Experimental example 2
Effect of in vitro target Compounds on the production of the inflammatory factor IL-1 beta
The THP-1 cells are stimulated by PMA (100ng/mL) for 48 hours and then are differentiated into THP-M; after the medicine is prepared by a 1640 basic culture medium, cell supernatant is discarded, and a target compound (with the final concentration of 1 mu M), Ori (with the final concentration of 1 mu M) and CY-09 (with the final concentration of 8 mu M) are respectively added for incubation for 1h, and then LPS (with the final concentration of 1 mu g/mL) and ATP (with the final concentration of 5mM) are used for stimulation for 4.5h and 0.5 h; cell culture supernatants were collected, centrifuged at 13000rpm for 5min to remove dead cells, and the supernatants were used for ELISA assay.
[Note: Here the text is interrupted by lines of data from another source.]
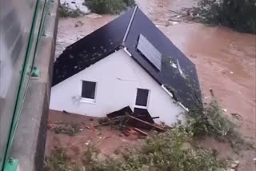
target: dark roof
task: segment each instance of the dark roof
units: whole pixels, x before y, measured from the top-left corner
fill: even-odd
[[[160,70],[156,70],[137,50],[141,34],[161,53]],[[130,9],[118,18],[69,46],[54,62],[53,86],[122,47],[126,47],[134,59],[160,85],[164,85],[174,94],[174,99],[185,107],[191,109],[195,104],[201,105],[194,64],[138,7]]]

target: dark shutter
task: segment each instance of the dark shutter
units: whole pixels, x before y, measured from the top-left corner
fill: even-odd
[[[94,99],[96,82],[82,81],[82,97]]]
[[[147,99],[149,96],[149,90],[146,89],[138,89],[136,105],[146,106]]]

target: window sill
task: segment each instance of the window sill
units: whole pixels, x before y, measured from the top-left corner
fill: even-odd
[[[90,104],[96,104],[95,99],[91,98],[80,98],[80,102],[82,103],[90,103]]]

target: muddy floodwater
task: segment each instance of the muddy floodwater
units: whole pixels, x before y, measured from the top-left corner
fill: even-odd
[[[188,7],[194,4],[194,2],[138,0],[137,4],[174,44],[195,63],[206,100],[210,97],[209,90],[212,89],[226,114],[241,115],[243,118],[241,131],[255,140],[256,36],[222,26],[210,27],[184,21],[168,22],[174,14],[170,10]],[[61,18],[56,58],[68,45],[115,18],[103,15],[98,18],[87,16]],[[256,157],[255,153],[252,155]],[[255,170],[254,167],[245,166],[243,170]]]

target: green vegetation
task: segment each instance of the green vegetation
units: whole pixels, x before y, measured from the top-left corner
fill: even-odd
[[[82,11],[78,8],[72,10],[67,3],[61,4],[58,8],[58,14],[61,18],[77,18],[82,14]]]
[[[226,163],[217,159],[216,153],[199,147],[185,148],[191,141],[191,133],[183,126],[177,126],[164,133],[150,137],[142,149],[123,153],[123,157],[105,161],[97,158],[98,151],[93,146],[84,154],[86,171],[188,171],[218,170]],[[62,169],[60,169],[62,168]],[[66,165],[66,156],[57,149],[46,159],[46,171],[74,170]]]
[[[70,136],[76,135],[80,132],[81,128],[78,124],[61,124],[53,129],[55,133],[63,133]]]
[[[148,137],[141,149],[118,153],[121,156],[118,159],[108,157],[99,160],[99,151],[90,145],[81,158],[84,166],[78,163],[74,168],[68,166],[63,149],[56,149],[46,159],[46,171],[217,171],[226,169],[229,163],[218,159],[216,150],[195,145],[195,138],[214,137],[229,141],[238,150],[246,146],[237,125],[223,113],[215,98],[203,108],[187,112],[186,116],[186,124],[178,123],[166,133]],[[99,120],[102,124],[107,121],[106,118]]]
[[[86,0],[86,5],[97,14],[117,14],[135,6],[134,0]]]
[[[189,11],[199,21],[256,34],[256,0],[201,0]]]
[[[197,137],[211,136],[228,141],[235,150],[252,146],[242,138],[238,125],[224,113],[214,97],[203,108],[197,107],[186,113],[186,129]]]
[[[45,171],[69,171],[68,157],[62,149],[53,150],[50,158],[46,159]]]

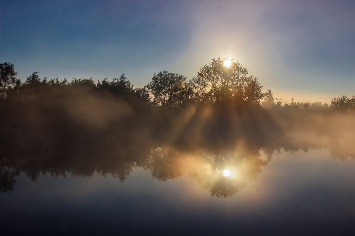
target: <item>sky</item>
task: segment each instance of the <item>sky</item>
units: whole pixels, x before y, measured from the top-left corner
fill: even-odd
[[[355,1],[0,0],[0,63],[24,82],[122,73],[143,87],[234,58],[289,102],[355,95]]]

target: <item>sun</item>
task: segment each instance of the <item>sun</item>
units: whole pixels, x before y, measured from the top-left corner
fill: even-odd
[[[228,169],[226,169],[223,171],[223,173],[222,174],[226,177],[228,177],[230,175],[230,171]]]
[[[228,58],[226,59],[223,62],[223,63],[224,64],[224,66],[226,67],[228,67],[229,68],[232,64],[232,61],[230,60],[230,59]]]

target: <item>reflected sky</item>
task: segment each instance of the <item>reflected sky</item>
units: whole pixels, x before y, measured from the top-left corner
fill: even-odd
[[[239,159],[240,152],[150,151],[123,181],[102,171],[48,171],[33,180],[21,172],[13,190],[0,194],[2,224],[40,234],[297,235],[345,232],[355,216],[355,162],[332,158],[327,149],[275,151],[269,161],[262,150]]]

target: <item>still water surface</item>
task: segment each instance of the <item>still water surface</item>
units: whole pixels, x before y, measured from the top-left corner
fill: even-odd
[[[0,224],[24,235],[351,235],[355,160],[306,151],[4,158]]]

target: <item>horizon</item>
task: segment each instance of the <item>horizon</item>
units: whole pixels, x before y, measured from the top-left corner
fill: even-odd
[[[137,87],[230,57],[285,102],[354,95],[354,3],[83,2],[2,2],[2,62],[22,82],[36,71],[96,82],[124,73]]]

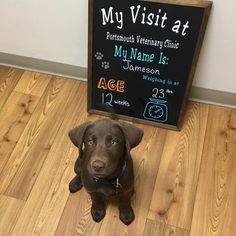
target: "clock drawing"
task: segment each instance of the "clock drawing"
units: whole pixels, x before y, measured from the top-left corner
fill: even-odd
[[[147,120],[166,122],[168,116],[168,108],[164,104],[166,101],[155,98],[149,98],[149,102],[143,112],[143,117]]]

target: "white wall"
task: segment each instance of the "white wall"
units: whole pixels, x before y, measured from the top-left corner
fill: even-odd
[[[0,52],[87,67],[88,0],[0,0]],[[236,1],[213,0],[194,85],[236,93]]]
[[[87,66],[87,0],[0,0],[0,52]]]

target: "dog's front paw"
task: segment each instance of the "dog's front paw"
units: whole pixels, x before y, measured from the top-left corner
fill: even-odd
[[[134,211],[131,206],[120,207],[120,220],[129,225],[134,220]]]
[[[92,205],[91,208],[91,215],[93,217],[93,220],[96,222],[100,222],[106,214],[106,209],[104,205]]]
[[[82,187],[83,184],[80,176],[75,176],[75,178],[70,181],[69,190],[71,193],[79,191]]]

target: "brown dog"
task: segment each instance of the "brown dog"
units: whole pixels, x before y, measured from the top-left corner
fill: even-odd
[[[143,131],[131,124],[103,119],[86,122],[69,132],[79,148],[76,176],[69,189],[74,193],[85,187],[92,199],[91,214],[96,222],[106,213],[106,200],[117,197],[120,219],[126,225],[134,220],[131,197],[134,173],[130,150],[137,146]]]

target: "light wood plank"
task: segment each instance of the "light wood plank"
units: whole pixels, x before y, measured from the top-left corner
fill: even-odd
[[[191,103],[181,132],[168,132],[149,219],[190,229],[207,118],[208,106]]]
[[[93,221],[90,210],[91,199],[84,189],[70,194],[55,235],[98,235],[101,223]]]
[[[79,101],[81,94],[86,91],[86,86],[76,84],[73,83],[75,89],[71,90],[70,106],[63,115],[54,145],[52,145],[45,159],[13,231],[15,235],[55,234],[69,196],[68,184],[74,175],[73,165],[77,157],[77,150],[70,142],[67,133],[78,120],[78,114],[86,114],[84,98]],[[80,115],[80,119],[82,120],[84,117]]]
[[[163,222],[147,220],[144,236],[188,236],[189,231],[167,225]]]
[[[53,79],[0,174],[1,193],[27,199],[51,149],[71,94],[72,80]]]
[[[236,109],[192,103],[181,132],[138,125],[136,220],[125,226],[110,204],[95,223],[86,191],[68,190],[67,133],[100,118],[86,113],[86,83],[22,73],[0,67],[0,235],[236,234]]]
[[[132,151],[135,169],[135,221],[127,227],[119,220],[117,206],[110,205],[99,233],[101,236],[106,235],[108,228],[114,235],[142,235],[144,231],[167,130],[144,125],[139,127],[145,133],[141,144]]]
[[[236,110],[211,107],[191,235],[236,235]]]
[[[14,90],[41,97],[51,79],[51,75],[25,71]]]
[[[24,201],[0,195],[0,235],[11,235]]]
[[[13,92],[0,111],[0,173],[6,165],[38,101],[39,98],[35,96]]]
[[[23,73],[23,70],[0,66],[0,110]]]

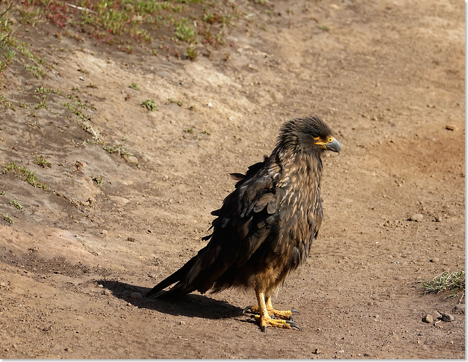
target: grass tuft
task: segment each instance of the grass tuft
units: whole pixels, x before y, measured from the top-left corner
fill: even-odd
[[[461,293],[461,300],[465,296],[465,270],[444,271],[432,279],[423,281],[422,287],[427,293],[450,292],[451,294],[448,296],[450,298],[457,297]]]

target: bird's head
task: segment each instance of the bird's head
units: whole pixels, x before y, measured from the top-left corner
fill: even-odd
[[[278,137],[278,146],[294,152],[321,155],[326,150],[339,154],[341,146],[332,130],[317,116],[293,118],[285,123]]]

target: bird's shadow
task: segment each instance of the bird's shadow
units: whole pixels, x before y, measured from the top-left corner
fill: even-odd
[[[110,290],[117,298],[138,308],[153,309],[174,316],[198,317],[208,319],[233,318],[242,315],[242,309],[240,308],[204,295],[186,294],[170,299],[146,298],[144,295],[151,288],[116,281],[97,280],[96,282]],[[130,294],[134,292],[139,293],[143,298],[131,298]]]

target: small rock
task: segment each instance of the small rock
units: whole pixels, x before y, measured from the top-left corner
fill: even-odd
[[[451,314],[449,314],[446,312],[442,312],[442,321],[444,322],[451,322],[454,319],[455,317]]]
[[[456,309],[457,310],[461,310],[461,309],[465,309],[465,303],[463,303],[463,304],[459,304],[458,305],[457,305],[457,306],[455,307],[455,309]]]
[[[130,294],[130,298],[133,299],[141,299],[143,298],[143,296],[138,292],[134,292]]]
[[[133,165],[137,165],[138,163],[138,159],[135,156],[124,154],[122,157],[123,157],[123,159],[128,163],[131,163]]]
[[[439,313],[437,310],[434,310],[432,314],[432,317],[437,319],[442,316],[442,315]]]
[[[416,222],[420,223],[423,221],[424,218],[424,217],[422,214],[413,214],[410,217],[410,221],[416,221]]]
[[[425,323],[432,323],[434,321],[432,319],[432,316],[430,314],[428,314],[423,318],[423,322]]]

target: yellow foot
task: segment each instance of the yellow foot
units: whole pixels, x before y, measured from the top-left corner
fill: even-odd
[[[249,309],[251,312],[254,313],[260,313],[261,311],[258,305],[249,305],[244,308],[242,313],[245,313]],[[294,310],[293,309],[292,310],[276,310],[273,308],[269,308],[267,306],[267,310],[268,311],[268,314],[270,315],[273,315],[275,318],[279,318],[279,319],[292,321],[292,322],[294,322],[294,320],[292,319],[293,313],[297,313],[298,314],[300,314],[298,311]]]
[[[265,332],[267,327],[276,327],[277,328],[284,328],[287,329],[292,329],[297,328],[299,330],[301,328],[291,321],[285,321],[284,319],[273,319],[273,318],[262,318],[259,315],[254,316],[254,319],[260,324],[260,328],[262,332]]]

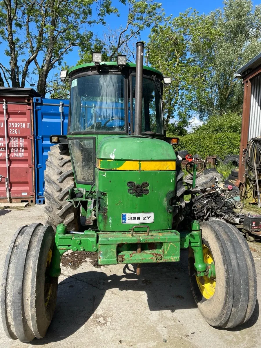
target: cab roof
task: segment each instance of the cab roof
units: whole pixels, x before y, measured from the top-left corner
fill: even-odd
[[[100,63],[100,66],[117,66],[118,65],[116,62],[102,62]],[[136,68],[136,64],[134,63],[127,63],[125,66],[128,68]],[[73,72],[75,72],[78,70],[82,70],[85,68],[90,68],[92,67],[95,67],[96,65],[94,63],[86,63],[86,64],[81,64],[81,65],[77,65],[73,68],[71,68],[69,70],[69,74],[70,75]],[[143,65],[143,68],[144,70],[148,70],[149,71],[151,71],[160,76],[161,77],[163,78],[163,75],[162,73],[156,69],[151,68],[150,66],[147,66],[147,65]]]

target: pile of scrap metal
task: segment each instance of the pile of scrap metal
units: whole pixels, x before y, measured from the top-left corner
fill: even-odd
[[[196,161],[194,161],[194,166],[197,165]],[[193,173],[189,168],[192,165],[186,166],[189,174],[184,178],[187,186],[185,193],[191,195],[187,204],[190,216],[192,214],[193,219],[200,221],[215,219],[237,225],[243,223],[244,215],[234,210],[242,209],[244,206],[238,188],[224,184],[223,176],[214,168],[197,172],[193,183]]]

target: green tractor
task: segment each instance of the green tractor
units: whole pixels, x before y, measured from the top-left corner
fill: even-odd
[[[188,249],[191,288],[206,321],[231,328],[252,315],[256,276],[242,235],[222,221],[184,218],[177,139],[164,130],[170,81],[143,66],[143,46],[137,43],[136,64],[124,56],[102,63],[94,53],[93,63],[69,72],[68,134],[51,137],[46,163],[46,224],[19,229],[4,265],[1,316],[10,338],[45,335],[68,250],[96,252],[100,265],[134,264],[138,276],[142,264],[178,261]]]

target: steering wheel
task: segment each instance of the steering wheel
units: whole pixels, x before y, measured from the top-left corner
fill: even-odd
[[[121,120],[121,121],[125,121],[122,118],[120,118],[120,117],[113,117],[112,118],[110,118],[109,119],[109,120],[107,120],[106,122],[104,123],[103,126],[104,127],[105,127],[107,123],[109,123],[110,121],[113,121],[114,120]]]

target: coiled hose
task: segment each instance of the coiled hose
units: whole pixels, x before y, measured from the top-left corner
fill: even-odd
[[[256,180],[254,163],[255,162],[256,167],[258,180],[261,180],[261,137],[251,139],[246,149],[245,169],[246,180],[245,181],[245,196],[247,198],[249,195],[253,192],[253,198],[256,203],[257,203],[256,192],[259,188],[256,186]],[[248,184],[249,188],[247,190],[246,185]]]

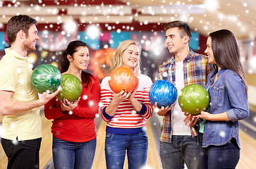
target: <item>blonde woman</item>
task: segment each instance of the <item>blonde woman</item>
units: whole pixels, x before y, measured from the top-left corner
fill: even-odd
[[[117,47],[111,61],[111,70],[121,66],[132,69],[139,82],[133,92],[114,93],[109,87],[109,76],[102,80],[101,114],[106,122],[105,156],[107,168],[123,168],[126,154],[129,168],[145,165],[148,140],[146,119],[152,115],[148,92],[151,79],[141,74],[139,46],[126,40]]]

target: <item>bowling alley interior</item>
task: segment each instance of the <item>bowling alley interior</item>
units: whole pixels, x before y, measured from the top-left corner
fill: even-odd
[[[192,31],[190,49],[205,54],[212,32],[228,29],[238,39],[240,61],[248,87],[250,116],[239,120],[240,157],[238,169],[255,168],[256,156],[256,2],[255,0],[13,0],[0,1],[0,60],[10,47],[6,29],[13,15],[28,15],[37,21],[39,39],[28,57],[32,69],[49,63],[59,68],[59,58],[68,44],[78,39],[89,46],[90,61],[87,71],[101,82],[109,75],[109,63],[116,47],[133,39],[141,49],[140,69],[154,82],[157,68],[171,54],[165,44],[166,23],[180,20]],[[228,45],[228,44],[227,44]],[[40,94],[39,94],[40,96]],[[42,139],[39,168],[54,169],[51,120],[40,107]],[[3,130],[0,116],[0,137]],[[100,111],[95,118],[97,146],[92,168],[106,168],[104,154],[106,123]],[[160,169],[159,140],[163,118],[153,112],[147,120],[148,151],[145,168]],[[86,131],[85,131],[86,132]],[[1,142],[1,141],[0,141]],[[0,146],[0,169],[7,168],[7,157]],[[127,158],[123,168],[128,168]],[[186,166],[185,166],[186,168]]]

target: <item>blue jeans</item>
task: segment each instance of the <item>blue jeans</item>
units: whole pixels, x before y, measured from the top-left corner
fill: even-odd
[[[127,135],[106,132],[105,140],[106,168],[123,168],[126,151],[129,169],[142,168],[146,164],[147,146],[146,132]]]
[[[208,169],[236,168],[240,158],[240,149],[232,139],[225,145],[203,148],[202,166]]]
[[[160,157],[163,168],[200,168],[202,146],[197,137],[173,135],[171,143],[160,142]]]
[[[1,144],[8,157],[7,169],[39,168],[39,151],[42,138],[18,141],[1,138]]]
[[[52,155],[55,169],[91,168],[96,138],[87,142],[71,142],[53,136]]]

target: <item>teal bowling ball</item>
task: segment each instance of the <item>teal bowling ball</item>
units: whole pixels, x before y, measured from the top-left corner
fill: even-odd
[[[181,89],[178,94],[178,101],[183,111],[197,115],[207,108],[209,96],[207,91],[202,86],[190,84]]]
[[[56,96],[59,100],[67,99],[69,101],[76,101],[82,94],[82,83],[75,75],[64,74],[62,75],[61,87]]]
[[[31,84],[40,94],[54,92],[61,84],[61,74],[59,69],[50,64],[42,64],[34,69],[31,75]]]

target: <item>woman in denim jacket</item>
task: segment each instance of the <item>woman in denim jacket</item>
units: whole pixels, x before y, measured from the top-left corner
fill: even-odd
[[[237,39],[229,30],[209,34],[205,53],[217,68],[207,76],[205,89],[209,113],[194,118],[205,119],[201,137],[205,168],[235,168],[240,158],[239,120],[249,116],[247,85]]]

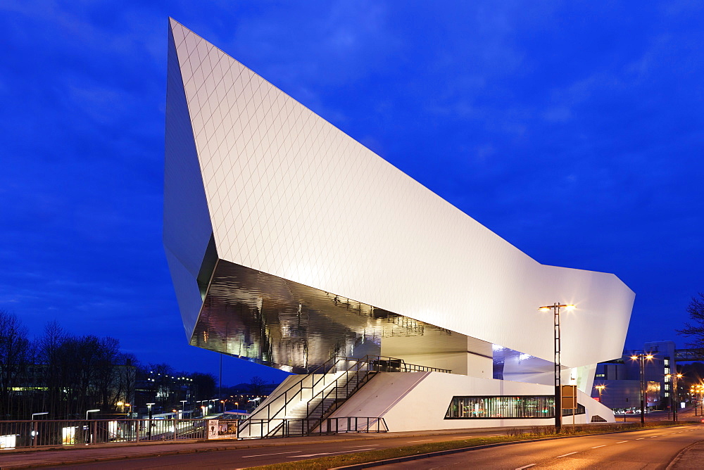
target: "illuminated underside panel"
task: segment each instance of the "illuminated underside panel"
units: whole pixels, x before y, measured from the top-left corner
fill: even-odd
[[[390,341],[407,353],[427,341],[466,345],[467,337],[221,260],[191,344],[303,371],[333,355],[379,355]],[[451,365],[439,363],[432,354],[422,362]]]
[[[192,344],[294,369],[338,352],[432,356],[491,377],[492,344],[552,360],[552,315],[536,307],[558,301],[577,307],[562,315],[563,364],[621,355],[634,295],[615,275],[537,262],[172,20],[169,63],[187,104],[168,99],[167,128],[189,120],[195,156],[168,132],[167,175],[203,185],[165,197]],[[200,201],[208,221],[193,220]],[[384,342],[394,324],[369,306],[423,325],[394,326],[415,350]]]

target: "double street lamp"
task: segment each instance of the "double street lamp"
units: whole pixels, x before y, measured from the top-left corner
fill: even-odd
[[[560,383],[560,373],[562,368],[560,362],[560,309],[572,310],[574,305],[555,302],[552,305],[539,307],[541,312],[553,310],[553,326],[555,345],[555,431],[559,433],[562,427],[562,388]],[[574,412],[574,411],[572,412]]]
[[[633,360],[638,360],[641,364],[641,426],[646,425],[646,400],[648,400],[646,390],[646,360],[652,360],[652,354],[634,354],[631,356]]]
[[[603,393],[604,388],[606,388],[606,386],[604,385],[604,384],[598,385],[598,386],[596,386],[594,387],[594,388],[596,388],[596,390],[598,390],[599,391],[599,402],[600,403],[601,403],[601,394]],[[603,405],[603,403],[601,403],[601,404]]]

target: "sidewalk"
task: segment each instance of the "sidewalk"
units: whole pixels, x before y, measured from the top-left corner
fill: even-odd
[[[704,440],[685,447],[667,466],[667,470],[691,470],[704,465]]]
[[[0,451],[0,468],[4,470],[5,469],[27,469],[69,464],[89,464],[106,460],[152,457],[157,455],[193,454],[196,452],[232,450],[234,449],[301,445],[321,441],[335,443],[368,439],[389,439],[398,437],[482,433],[489,431],[501,433],[506,428],[472,428],[470,429],[456,429],[444,431],[370,433],[368,434],[350,433],[302,438],[251,439],[246,440],[153,441],[139,444],[126,443],[125,444],[48,447],[37,450],[15,449]]]

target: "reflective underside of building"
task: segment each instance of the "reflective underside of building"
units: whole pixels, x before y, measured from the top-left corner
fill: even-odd
[[[634,294],[613,274],[539,263],[173,20],[167,80],[163,239],[191,345],[549,383],[536,307],[558,300],[574,381],[620,355]]]

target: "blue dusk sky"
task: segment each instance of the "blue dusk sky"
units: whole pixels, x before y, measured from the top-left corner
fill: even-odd
[[[627,348],[684,346],[704,291],[703,8],[4,0],[0,308],[32,336],[56,319],[217,371],[161,241],[172,16],[539,262],[615,273],[636,294]],[[227,358],[223,381],[277,374]]]

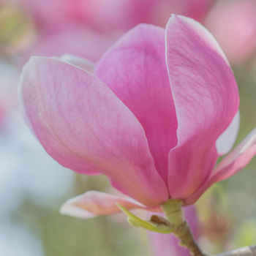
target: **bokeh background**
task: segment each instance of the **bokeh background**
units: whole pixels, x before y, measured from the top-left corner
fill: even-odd
[[[227,54],[241,96],[237,143],[256,127],[256,0],[0,0],[1,255],[154,255],[146,232],[122,214],[59,214],[75,195],[113,189],[105,177],[72,173],[45,152],[20,116],[17,88],[31,56],[97,61],[130,28],[165,26],[171,13],[202,23]],[[196,203],[206,252],[256,244],[255,181],[256,158]]]

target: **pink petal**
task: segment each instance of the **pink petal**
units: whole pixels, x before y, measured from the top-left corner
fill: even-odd
[[[136,26],[104,55],[95,73],[142,124],[157,169],[167,182],[177,121],[165,59],[165,30]]]
[[[94,72],[94,64],[89,59],[72,54],[64,54],[61,57],[61,60],[78,67],[91,74]]]
[[[215,143],[238,111],[233,72],[211,34],[173,15],[167,25],[167,63],[178,119],[178,146],[170,151],[168,187],[185,199],[211,175]]]
[[[236,140],[240,125],[240,113],[238,112],[233,118],[231,124],[218,138],[216,147],[219,155],[227,154],[233,147]]]
[[[141,125],[98,78],[56,59],[34,57],[20,89],[31,129],[61,165],[106,174],[147,206],[167,199]]]
[[[223,181],[244,168],[256,154],[256,128],[227,154],[214,168],[206,182],[191,197],[185,200],[187,204],[194,203],[213,184]]]
[[[197,238],[198,220],[194,206],[185,207],[185,217],[187,219],[195,239]],[[159,215],[157,214],[157,215]],[[162,214],[164,217],[164,214]],[[178,244],[178,239],[172,234],[160,234],[148,232],[154,256],[190,256],[189,252]]]
[[[152,8],[153,23],[165,26],[170,13],[202,20],[211,5],[212,0],[157,0]]]
[[[249,58],[256,48],[255,0],[218,1],[205,24],[233,64]]]
[[[116,203],[127,209],[148,208],[140,204],[132,198],[121,197],[98,191],[89,191],[83,195],[69,199],[61,206],[60,212],[79,218],[91,218],[97,215],[110,215],[121,212]],[[152,211],[152,209],[150,209]],[[161,211],[160,208],[156,209]]]

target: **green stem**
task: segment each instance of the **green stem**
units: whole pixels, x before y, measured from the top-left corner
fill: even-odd
[[[173,228],[173,234],[180,239],[180,245],[187,247],[193,256],[206,256],[193,238],[181,209],[182,201],[170,199],[161,206]]]

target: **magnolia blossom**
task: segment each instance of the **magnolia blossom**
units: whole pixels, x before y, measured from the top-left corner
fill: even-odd
[[[166,29],[137,26],[95,65],[33,57],[20,96],[46,151],[74,171],[107,175],[129,197],[88,192],[62,212],[80,217],[127,208],[192,204],[256,153],[254,130],[236,139],[239,95],[227,60],[197,22],[173,15]]]
[[[198,236],[198,219],[195,207],[192,206],[184,208],[187,221],[191,227],[195,240]],[[173,234],[160,234],[148,231],[149,244],[154,256],[190,256],[189,250],[178,244],[178,238]]]
[[[205,21],[228,59],[241,64],[256,49],[256,1],[222,0],[212,7]]]

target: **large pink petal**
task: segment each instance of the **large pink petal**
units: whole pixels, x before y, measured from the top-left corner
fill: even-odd
[[[98,78],[56,59],[36,57],[25,66],[20,88],[30,127],[61,165],[106,174],[147,206],[167,199],[141,125]]]
[[[239,111],[236,114],[229,127],[218,138],[216,141],[216,147],[219,156],[227,154],[233,146],[240,125]]]
[[[185,200],[187,204],[194,203],[213,184],[223,181],[244,168],[256,154],[256,129],[227,154],[214,168],[211,177],[191,197]]]
[[[185,207],[184,209],[185,217],[189,224],[195,239],[197,239],[198,220],[195,207],[191,206]],[[159,214],[157,214],[157,215]],[[178,244],[178,239],[174,235],[160,234],[150,231],[148,233],[154,256],[190,256],[189,252]]]
[[[153,211],[140,204],[132,198],[106,194],[99,191],[89,191],[83,195],[69,199],[61,206],[60,212],[63,214],[79,218],[91,218],[97,215],[110,215],[121,212],[116,203],[129,209],[145,209]],[[162,211],[161,208],[156,208]]]
[[[95,73],[142,124],[157,169],[167,182],[177,121],[165,59],[165,30],[136,26],[103,56]]]
[[[216,140],[237,113],[239,95],[224,53],[200,23],[173,15],[166,42],[178,140],[169,155],[168,186],[172,197],[185,199],[210,176]]]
Diluting the supernatant, adding 100 mu L of diluted supernatant into a detection hole coated with an antibody in advance, setting a plurality of holes, adding 50 mu L of Biotinylated antibody, mixing uniformly, reacting for 3 hours at room temperature after closing the plate, adding Streptavidin-HRP working solution after washing for 3 times, incubating for 20 minutes at room temperature, adding TMB substrate after washing for 3 times, developing for 5-30 minutes at room temperature in a dark place, measuring an OD value at the wavelength of 450nm, and calculating the IL-1 beta concentration in the sample according to a corresponding regression equation (see Table 1):
table 1.
Note: results are expressed as mean ± Standard Deviation (SD) (n ═ 3).